Closed ZhuLingfeng1993 closed 5 years ago

ZhuLingfeng1993 commented 5 years ago

I find that regression target in function info_syn_transform_hw in lib/fast_rcnn/bbox_transform.py is:

    targets_dp1h = ( gt_p1h - ex_heights) * 0.5 / ex_heights
    ...
    encode_0 = np.zeros_like(targets_dp1w)
    targets = np.vstack((encode_0, encode_0, targets_dp1h, targets_dp2h, targets_dp3h, targets_dp4h, targets_dp5h, targets_dp6h, targets_dp7h, targets_dp8h, targets_dp9h, targets_dp10h, targets_dp11h, targets_dp12h, targets_dp13h, targets_dp14h, encode_0, encode_0, targets_dp1w, targets_dp2w, targets_dp3w, targets_dp4w, targets_dp5w, targets_dp6w, targets_dp7w, targets_dp8w, targets_dp9w, targets_dp10w, targets_dp11w, targets_dp12w, targets_dp13w, targets_dp14w)).transpose() # 44

which is different from the form of parameterized offset in equation (1) of paper. Can you explain this?

On the other hand, I can't understand the function of four extra regressing items: the x,y minimum and maximum of the circumscribed rectangle, and I find they are just encode 0 in regression targets, I hope you can help me to understand this.

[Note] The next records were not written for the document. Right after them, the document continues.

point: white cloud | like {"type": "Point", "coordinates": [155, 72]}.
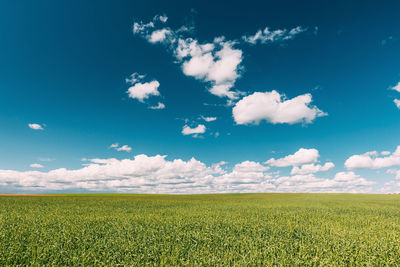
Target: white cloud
{"type": "Point", "coordinates": [121, 148]}
{"type": "Point", "coordinates": [162, 18]}
{"type": "Point", "coordinates": [311, 168]}
{"type": "Point", "coordinates": [216, 63]}
{"type": "Point", "coordinates": [267, 36]}
{"type": "Point", "coordinates": [209, 119]}
{"type": "Point", "coordinates": [370, 160]}
{"type": "Point", "coordinates": [141, 90]}
{"type": "Point", "coordinates": [46, 159]}
{"type": "Point", "coordinates": [395, 172]}
{"type": "Point", "coordinates": [250, 166]}
{"type": "Point", "coordinates": [301, 157]}
{"type": "Point", "coordinates": [159, 36]}
{"type": "Point", "coordinates": [156, 174]}
{"type": "Point", "coordinates": [35, 126]}
{"type": "Point", "coordinates": [36, 165]}
{"type": "Point", "coordinates": [396, 87]}
{"type": "Point", "coordinates": [158, 106]}
{"type": "Point", "coordinates": [397, 102]}
{"type": "Point", "coordinates": [200, 129]}
{"type": "Point", "coordinates": [273, 107]}
{"type": "Point", "coordinates": [343, 182]}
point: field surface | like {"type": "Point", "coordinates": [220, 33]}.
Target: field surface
{"type": "Point", "coordinates": [200, 230]}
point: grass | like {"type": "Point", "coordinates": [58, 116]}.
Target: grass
{"type": "Point", "coordinates": [209, 230]}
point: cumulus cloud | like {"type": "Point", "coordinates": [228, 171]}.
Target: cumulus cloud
{"type": "Point", "coordinates": [371, 160]}
{"type": "Point", "coordinates": [342, 182]}
{"type": "Point", "coordinates": [209, 119]}
{"type": "Point", "coordinates": [267, 36]}
{"type": "Point", "coordinates": [312, 168]}
{"type": "Point", "coordinates": [117, 147]}
{"type": "Point", "coordinates": [158, 106]}
{"type": "Point", "coordinates": [216, 63]}
{"type": "Point", "coordinates": [156, 174]}
{"type": "Point", "coordinates": [395, 172]}
{"type": "Point", "coordinates": [159, 36]}
{"type": "Point", "coordinates": [397, 103]}
{"type": "Point", "coordinates": [274, 108]}
{"type": "Point", "coordinates": [200, 129]}
{"type": "Point", "coordinates": [35, 126]}
{"type": "Point", "coordinates": [142, 90]}
{"type": "Point", "coordinates": [301, 157]}
{"type": "Point", "coordinates": [36, 165]}
{"type": "Point", "coordinates": [396, 87]}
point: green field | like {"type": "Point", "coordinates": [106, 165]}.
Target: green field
{"type": "Point", "coordinates": [210, 230]}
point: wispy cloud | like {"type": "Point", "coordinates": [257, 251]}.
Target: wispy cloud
{"type": "Point", "coordinates": [35, 126]}
{"type": "Point", "coordinates": [274, 108]}
{"type": "Point", "coordinates": [267, 36]}
{"type": "Point", "coordinates": [117, 147]}
{"type": "Point", "coordinates": [36, 165]}
{"type": "Point", "coordinates": [200, 129]}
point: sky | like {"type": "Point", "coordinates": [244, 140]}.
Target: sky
{"type": "Point", "coordinates": [199, 97]}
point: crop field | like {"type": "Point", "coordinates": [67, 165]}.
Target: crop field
{"type": "Point", "coordinates": [200, 230]}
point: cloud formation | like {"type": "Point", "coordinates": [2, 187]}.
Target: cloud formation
{"type": "Point", "coordinates": [267, 36]}
{"type": "Point", "coordinates": [209, 119]}
{"type": "Point", "coordinates": [36, 165]}
{"type": "Point", "coordinates": [142, 90]}
{"type": "Point", "coordinates": [200, 129]}
{"type": "Point", "coordinates": [301, 157]}
{"type": "Point", "coordinates": [158, 106]}
{"type": "Point", "coordinates": [156, 174]}
{"type": "Point", "coordinates": [397, 103]}
{"type": "Point", "coordinates": [117, 147]}
{"type": "Point", "coordinates": [312, 168]}
{"type": "Point", "coordinates": [217, 63]}
{"type": "Point", "coordinates": [371, 160]}
{"type": "Point", "coordinates": [35, 126]}
{"type": "Point", "coordinates": [396, 87]}
{"type": "Point", "coordinates": [274, 108]}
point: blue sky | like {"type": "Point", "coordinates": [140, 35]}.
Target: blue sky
{"type": "Point", "coordinates": [64, 67]}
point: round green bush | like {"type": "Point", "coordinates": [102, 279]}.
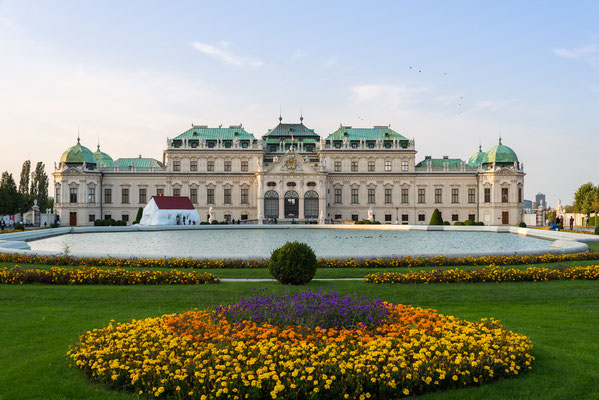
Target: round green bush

Yuliang-Liu commented 5 years ago

Hi,

Extra GT x, y minimum and maximum of circumscirbed rectangle are only used for the circumscribed rectangle regression branch (better in netscope visulization): layer { bottom: "conv_new_1" top: "rfcn_bbox" name: "rfcn_bbox" type: "Convolution" convolution_param { num_output: 392 # 24(7^2) cls_numcors(score_maps_size^2) kernel_size: 1 pad: 0 weight_filler { type: "gaussian" std: 0.01 } bias_filler { type: "constant" value: 0 } } param { lr_mult: 1.0 } param { lr_mult: 2.0 } }

As for encode 0. We find when using LSTM units, the head of the time sequence converges very slow, which can be solved by padding two encode 0 sequences. If you try adding four encode 0, it will show similar results as using two.

BTW, the paper does not reach every aspect of a matter, and if anything that confuses you please feel free to let me know.

Hope this helps.

Regards, yl

ZhuLingfeng1993 commented 5 years ago

Thank you for your reply.